Of the three, one of us was a male. The other three were not. The math is simple; the ride was not. The three non-male members of the group were each holding their smart phones and each of them was using Google Maps.
I asked, “How much further?”
‘Seven miles,’ one of them replied. Who replied neither adds to nor detracts from the telling of the story. Seven miles turned out to be a key data point. It was key because within ten more minutes we were thirteen miles from the airport.
I used to live in Dallas, and I knew we were now headed rapidly towards Waco. I thought briefly about adding my two cents, but as I already stated, one of us was male. Male and married. I knew from personal experience that one-on-one was not a fair fight. Three on one was just plain silly.
And so while the three Amerigo Vespucci’s in the car continued to drive south—we were now sixteen miles from the airport—I played binary Sudoku on my phone–I lost. From an elevated ramp on the interstate, I asked, “Is that the Gulf of Mexico?” Fortunately for me, my remark fell upon deaf ears.
We don’t know where we are going, but we are making very good time. Or not.

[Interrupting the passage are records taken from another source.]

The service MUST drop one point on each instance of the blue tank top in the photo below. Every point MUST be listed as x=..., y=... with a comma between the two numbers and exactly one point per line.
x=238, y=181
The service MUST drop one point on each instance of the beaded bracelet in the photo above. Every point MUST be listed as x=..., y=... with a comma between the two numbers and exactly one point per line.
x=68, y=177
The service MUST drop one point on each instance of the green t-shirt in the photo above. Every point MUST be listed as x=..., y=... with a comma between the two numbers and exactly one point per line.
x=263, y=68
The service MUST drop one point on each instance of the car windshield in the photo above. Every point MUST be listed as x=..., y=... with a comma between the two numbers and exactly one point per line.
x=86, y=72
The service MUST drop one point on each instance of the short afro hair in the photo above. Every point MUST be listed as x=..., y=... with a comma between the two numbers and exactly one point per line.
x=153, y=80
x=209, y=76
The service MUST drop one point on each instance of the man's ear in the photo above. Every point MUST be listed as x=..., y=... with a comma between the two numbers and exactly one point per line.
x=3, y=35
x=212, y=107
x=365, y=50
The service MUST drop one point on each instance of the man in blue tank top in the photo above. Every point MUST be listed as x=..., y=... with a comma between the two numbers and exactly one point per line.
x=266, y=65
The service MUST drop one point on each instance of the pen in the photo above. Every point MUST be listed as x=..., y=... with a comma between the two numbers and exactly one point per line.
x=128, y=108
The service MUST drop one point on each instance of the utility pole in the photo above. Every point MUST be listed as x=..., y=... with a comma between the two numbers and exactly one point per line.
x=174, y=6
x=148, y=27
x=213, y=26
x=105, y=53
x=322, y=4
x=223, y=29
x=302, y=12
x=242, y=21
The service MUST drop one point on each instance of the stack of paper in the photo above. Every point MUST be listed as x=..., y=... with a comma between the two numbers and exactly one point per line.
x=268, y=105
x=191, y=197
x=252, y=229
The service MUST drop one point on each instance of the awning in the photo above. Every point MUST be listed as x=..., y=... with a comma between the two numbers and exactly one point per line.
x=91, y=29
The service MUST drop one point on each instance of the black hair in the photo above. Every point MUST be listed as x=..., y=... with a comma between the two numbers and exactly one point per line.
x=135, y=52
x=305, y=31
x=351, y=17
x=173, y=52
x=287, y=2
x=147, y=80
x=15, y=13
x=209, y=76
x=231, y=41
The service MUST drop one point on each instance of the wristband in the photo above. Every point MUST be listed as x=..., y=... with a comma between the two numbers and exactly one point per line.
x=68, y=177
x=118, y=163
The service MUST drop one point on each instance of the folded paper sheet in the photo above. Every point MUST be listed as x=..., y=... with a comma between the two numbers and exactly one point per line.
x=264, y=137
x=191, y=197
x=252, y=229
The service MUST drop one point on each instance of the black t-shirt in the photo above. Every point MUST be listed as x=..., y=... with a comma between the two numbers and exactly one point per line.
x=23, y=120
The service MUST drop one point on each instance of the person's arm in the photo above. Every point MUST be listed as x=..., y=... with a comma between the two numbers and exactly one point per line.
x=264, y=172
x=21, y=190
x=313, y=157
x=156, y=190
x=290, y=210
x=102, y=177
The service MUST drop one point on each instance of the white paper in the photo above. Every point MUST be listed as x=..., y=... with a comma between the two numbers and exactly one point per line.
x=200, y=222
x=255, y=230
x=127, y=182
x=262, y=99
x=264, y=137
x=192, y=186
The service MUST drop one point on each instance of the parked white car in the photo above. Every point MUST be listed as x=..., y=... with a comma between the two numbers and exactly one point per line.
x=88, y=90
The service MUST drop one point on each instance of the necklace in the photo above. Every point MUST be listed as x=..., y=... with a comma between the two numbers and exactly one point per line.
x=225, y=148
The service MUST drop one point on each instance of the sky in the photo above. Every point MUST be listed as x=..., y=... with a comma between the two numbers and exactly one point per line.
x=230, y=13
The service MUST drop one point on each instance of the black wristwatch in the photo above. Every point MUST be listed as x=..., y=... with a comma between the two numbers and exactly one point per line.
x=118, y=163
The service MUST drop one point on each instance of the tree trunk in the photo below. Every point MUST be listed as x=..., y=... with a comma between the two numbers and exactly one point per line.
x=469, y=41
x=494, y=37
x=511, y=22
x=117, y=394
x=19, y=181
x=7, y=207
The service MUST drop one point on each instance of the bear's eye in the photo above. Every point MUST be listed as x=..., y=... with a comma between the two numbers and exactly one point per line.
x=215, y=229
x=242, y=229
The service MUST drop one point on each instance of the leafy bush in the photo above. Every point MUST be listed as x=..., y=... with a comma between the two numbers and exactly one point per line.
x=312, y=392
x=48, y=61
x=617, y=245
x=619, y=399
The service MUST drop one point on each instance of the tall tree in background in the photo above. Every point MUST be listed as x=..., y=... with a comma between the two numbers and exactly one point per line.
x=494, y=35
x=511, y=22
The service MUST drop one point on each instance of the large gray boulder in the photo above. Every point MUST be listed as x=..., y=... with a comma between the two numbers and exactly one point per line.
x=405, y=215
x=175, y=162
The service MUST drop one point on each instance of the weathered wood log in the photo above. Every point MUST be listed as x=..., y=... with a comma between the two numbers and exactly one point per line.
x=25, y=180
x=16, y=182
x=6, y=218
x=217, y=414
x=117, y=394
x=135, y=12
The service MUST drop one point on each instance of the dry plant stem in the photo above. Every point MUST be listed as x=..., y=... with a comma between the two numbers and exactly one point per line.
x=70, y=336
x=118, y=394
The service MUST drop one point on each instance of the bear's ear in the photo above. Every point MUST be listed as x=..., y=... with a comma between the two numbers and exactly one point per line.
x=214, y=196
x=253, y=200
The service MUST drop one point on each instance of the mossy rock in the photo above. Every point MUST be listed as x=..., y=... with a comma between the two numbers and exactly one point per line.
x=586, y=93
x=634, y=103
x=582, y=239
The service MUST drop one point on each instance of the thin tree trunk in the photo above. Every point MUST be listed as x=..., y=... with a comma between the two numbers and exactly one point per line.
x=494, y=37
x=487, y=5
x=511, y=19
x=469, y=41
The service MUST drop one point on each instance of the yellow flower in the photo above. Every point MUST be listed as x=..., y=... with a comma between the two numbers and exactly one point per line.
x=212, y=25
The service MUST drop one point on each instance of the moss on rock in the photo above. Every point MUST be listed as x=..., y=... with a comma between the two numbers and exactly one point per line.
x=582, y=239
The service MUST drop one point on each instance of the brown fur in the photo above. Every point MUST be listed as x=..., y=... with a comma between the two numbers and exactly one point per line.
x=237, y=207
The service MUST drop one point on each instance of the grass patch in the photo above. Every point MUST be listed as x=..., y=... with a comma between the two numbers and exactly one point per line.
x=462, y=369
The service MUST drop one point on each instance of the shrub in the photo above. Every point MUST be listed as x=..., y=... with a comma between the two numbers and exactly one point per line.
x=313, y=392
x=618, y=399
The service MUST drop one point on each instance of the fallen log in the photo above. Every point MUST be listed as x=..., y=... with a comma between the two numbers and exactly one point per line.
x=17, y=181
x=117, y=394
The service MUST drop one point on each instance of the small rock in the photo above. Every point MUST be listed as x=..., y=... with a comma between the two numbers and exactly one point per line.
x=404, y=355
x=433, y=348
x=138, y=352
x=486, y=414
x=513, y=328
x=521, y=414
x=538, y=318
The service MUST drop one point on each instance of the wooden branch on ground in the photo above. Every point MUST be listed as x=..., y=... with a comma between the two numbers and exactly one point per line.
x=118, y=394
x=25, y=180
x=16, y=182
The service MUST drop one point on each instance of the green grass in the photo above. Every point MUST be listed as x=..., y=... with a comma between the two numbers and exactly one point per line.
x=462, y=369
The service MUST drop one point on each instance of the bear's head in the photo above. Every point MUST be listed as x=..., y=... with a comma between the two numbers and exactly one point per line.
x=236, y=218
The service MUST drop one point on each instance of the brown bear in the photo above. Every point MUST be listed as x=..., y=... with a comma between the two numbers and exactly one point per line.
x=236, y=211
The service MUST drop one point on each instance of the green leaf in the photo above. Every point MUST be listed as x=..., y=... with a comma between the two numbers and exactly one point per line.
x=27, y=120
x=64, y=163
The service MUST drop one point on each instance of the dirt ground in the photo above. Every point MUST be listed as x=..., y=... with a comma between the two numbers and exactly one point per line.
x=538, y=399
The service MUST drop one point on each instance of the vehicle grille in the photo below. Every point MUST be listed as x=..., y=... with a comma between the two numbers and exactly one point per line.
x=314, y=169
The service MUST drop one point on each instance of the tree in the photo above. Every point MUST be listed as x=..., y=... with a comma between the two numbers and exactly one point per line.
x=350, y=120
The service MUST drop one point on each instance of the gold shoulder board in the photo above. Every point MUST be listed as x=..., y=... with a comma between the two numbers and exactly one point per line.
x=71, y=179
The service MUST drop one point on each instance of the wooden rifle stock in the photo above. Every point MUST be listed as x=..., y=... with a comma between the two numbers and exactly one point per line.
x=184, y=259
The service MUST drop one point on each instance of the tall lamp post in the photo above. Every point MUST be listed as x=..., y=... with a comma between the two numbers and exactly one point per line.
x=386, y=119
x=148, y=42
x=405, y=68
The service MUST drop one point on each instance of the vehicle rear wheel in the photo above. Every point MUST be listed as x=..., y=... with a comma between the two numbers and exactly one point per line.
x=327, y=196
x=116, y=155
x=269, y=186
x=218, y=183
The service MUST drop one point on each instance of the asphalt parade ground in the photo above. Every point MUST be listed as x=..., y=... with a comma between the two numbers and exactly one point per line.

Like people, businesses try to use tools to help them meet their needs. Sometimes they use the tools advantageously, sometimes they do not.
People call us; let’s build a big room and put a lot of phones in it.
People like to use the Internet; let’s build a website, and get someone to write an app.
Get a bunch of people to ‘like’ us on Facebook.
Your patients see what is going on, and they are each asking, “Is that the Gulf of Mexico?”
Ummm … aren’t we supposed to keep those observations to ourselves?